Ini bukan kotak surat saya melainkan tetangga. Saya sering melihatnya. Tadi saat latihan berjalan kaki saya malah menjadi peduli. Namun karena tak berjumpa pemilik rumah maka saya tak dapat menanyakan dua hal.
Yang ingin saya tanyakan adalah usia kotak pos ini dan apakah masih sering dimasuki surat dan selebaran.
Mungkin saya mengada-ada. Nyatanya kalau saya amati, rumah-rumah baru maupun hasil perombakan total hingga pagar halaman, di area saya, tak memasang kotak surat.
Surat menyurat dalam arti kertas sudah menjadi langka. Tagihan kartu kredit dan kartu ucapan Natal dan Idulfitri sudah lama tak dikirimkan via pos maupun kurir. Lembar tagihan listrik, dengan tabel perincian sehingga kita tahu berapa rupiah iuran penerangan jalan, sudah sepuluh tahun lenyap.
Surat biasa dari kerabat dan handai tolan? Menjelang akhir abad lalu pun melenyap setelah penetrasi telepon rumah dan kemudian ponsel kian meluas. SMS dan kemudian aneka pelantar perpesanan lebih mudah dan murah.
Kini kertas yang mengisi kotak surat adalah selebaran RT, selebaran promosi, dan kartu undangan resepsi pernikahan. Belum tentu sebulan sekali ada. Penyebar kertas promosi lebih sering mencantelkan atau menyelipkannya pada celah pintu pagar.

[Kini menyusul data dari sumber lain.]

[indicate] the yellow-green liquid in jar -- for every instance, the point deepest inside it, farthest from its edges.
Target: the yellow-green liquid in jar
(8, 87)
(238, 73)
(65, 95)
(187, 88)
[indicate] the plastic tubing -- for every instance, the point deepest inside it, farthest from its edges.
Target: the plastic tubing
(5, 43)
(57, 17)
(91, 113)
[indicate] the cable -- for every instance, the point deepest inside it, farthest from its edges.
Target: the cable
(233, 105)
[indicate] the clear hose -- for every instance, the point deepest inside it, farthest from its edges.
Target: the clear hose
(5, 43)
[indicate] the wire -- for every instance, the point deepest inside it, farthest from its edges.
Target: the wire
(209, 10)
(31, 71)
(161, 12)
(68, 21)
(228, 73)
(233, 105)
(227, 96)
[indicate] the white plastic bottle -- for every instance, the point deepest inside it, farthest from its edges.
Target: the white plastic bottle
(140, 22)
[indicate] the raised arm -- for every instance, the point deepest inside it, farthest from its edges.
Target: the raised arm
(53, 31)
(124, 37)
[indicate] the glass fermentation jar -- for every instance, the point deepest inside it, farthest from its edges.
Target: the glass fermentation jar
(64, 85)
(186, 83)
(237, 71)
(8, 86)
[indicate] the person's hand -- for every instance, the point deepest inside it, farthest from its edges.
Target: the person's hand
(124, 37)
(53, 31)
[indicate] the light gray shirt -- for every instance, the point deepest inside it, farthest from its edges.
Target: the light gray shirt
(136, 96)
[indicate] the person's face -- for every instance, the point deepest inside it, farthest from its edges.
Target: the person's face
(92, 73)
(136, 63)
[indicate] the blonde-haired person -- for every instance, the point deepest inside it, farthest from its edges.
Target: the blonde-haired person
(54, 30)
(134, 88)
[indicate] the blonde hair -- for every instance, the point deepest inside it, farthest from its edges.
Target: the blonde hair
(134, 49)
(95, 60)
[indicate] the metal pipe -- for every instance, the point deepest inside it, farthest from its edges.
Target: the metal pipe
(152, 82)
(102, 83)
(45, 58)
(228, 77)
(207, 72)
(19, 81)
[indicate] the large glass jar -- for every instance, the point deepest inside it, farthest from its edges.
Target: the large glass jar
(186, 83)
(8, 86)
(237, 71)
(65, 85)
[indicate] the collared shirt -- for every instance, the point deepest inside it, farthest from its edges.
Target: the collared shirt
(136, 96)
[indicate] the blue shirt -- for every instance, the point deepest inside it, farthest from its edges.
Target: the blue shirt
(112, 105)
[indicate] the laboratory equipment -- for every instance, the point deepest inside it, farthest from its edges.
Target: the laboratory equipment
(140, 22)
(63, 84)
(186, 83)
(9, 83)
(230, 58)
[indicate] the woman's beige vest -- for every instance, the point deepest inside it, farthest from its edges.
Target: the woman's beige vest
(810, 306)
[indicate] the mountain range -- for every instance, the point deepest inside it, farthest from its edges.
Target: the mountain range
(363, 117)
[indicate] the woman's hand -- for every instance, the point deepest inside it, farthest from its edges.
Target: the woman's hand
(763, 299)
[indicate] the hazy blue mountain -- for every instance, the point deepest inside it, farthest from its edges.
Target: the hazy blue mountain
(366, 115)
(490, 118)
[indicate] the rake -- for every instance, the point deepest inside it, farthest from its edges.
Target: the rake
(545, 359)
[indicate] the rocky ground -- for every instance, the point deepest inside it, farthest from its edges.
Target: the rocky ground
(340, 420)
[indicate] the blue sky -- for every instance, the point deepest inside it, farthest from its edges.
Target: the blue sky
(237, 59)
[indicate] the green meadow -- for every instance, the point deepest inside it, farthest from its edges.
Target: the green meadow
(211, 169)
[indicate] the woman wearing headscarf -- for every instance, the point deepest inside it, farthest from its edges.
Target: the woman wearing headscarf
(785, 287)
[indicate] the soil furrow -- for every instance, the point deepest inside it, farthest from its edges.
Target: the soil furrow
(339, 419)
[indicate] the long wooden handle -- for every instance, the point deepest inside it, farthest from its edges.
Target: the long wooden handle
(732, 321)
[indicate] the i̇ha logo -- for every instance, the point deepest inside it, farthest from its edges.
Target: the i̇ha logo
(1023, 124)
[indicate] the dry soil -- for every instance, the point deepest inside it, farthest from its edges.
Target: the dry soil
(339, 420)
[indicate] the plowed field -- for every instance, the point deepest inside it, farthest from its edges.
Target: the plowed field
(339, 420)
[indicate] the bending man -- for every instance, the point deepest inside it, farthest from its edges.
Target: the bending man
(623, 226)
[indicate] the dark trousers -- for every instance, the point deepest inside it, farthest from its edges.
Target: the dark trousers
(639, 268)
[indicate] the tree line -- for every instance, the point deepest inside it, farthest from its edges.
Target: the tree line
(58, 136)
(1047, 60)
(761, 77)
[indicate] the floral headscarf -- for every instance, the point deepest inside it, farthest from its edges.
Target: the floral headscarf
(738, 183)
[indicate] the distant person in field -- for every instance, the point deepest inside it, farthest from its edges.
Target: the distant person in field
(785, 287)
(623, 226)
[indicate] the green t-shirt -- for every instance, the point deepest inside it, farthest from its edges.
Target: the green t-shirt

Koran? Ini barang yang dalam tempo singkat menjadi arkais. Menjadi artefak hidup. Majalah juga demikian. Empat belas belasan tahun silam saya pernah memotret kotak surat memanjang, bukan meninggi, pada pagar sebuah rumah di Gandaria, Jaksel, yang bertuliskan logo majalah Fortune. Pasti itu bonus berlangganan setahun atau lebih dari Indoprom AH, agen majalah dan koran asing di Jakarta.
Kotak surat adalah salah satu artefak dunia masa kini kita. Maksud saya kotak surat di luar rumah. Bukan di dekat portir apartemen.
Anak-anak SD yang di rumahnya tak menjuntai kotak surat mungkin juga kurang ngeh terhadap kehadiran kotak tersebut di rumah lain.
Oh ya, untuk Anda yang sering menonton film Indonesia, apakah mendapati film keluaran 2000 hingga kini, dengan latar waktu masa lalu maupun tahun produksi, yang memuat adegan orang membuka kotak surat?
Bahkan lebih sederhana lagi, dalam shot bagian depan rumah adakah kotak surat? Saya tak tahu apakah dalam set bagian depan rumah, di studio untuk siaran TV, juga ada kotak surat.
Kotak surat itu antara ada dan tiada dalam ingatan kolektif kita. Revolusi digital mengeyahkan surat berupa kertas.
Saya wong lawas, masih punya kenangan masa kecil ketika setiap hari kotak surat dari kayu dengan jendela kaca selalu terisi aneka kiriman untuk bapak saya, termasuk majalah asing dan koran Indonesia berbahasa Inggris yang dikirim via pos dari Jakarta, bukan oleh agen di Salatiga. Ada juga wesel, karena Bapak adalah kolumnis Kompas dan Sinar Harapan dan koran lain.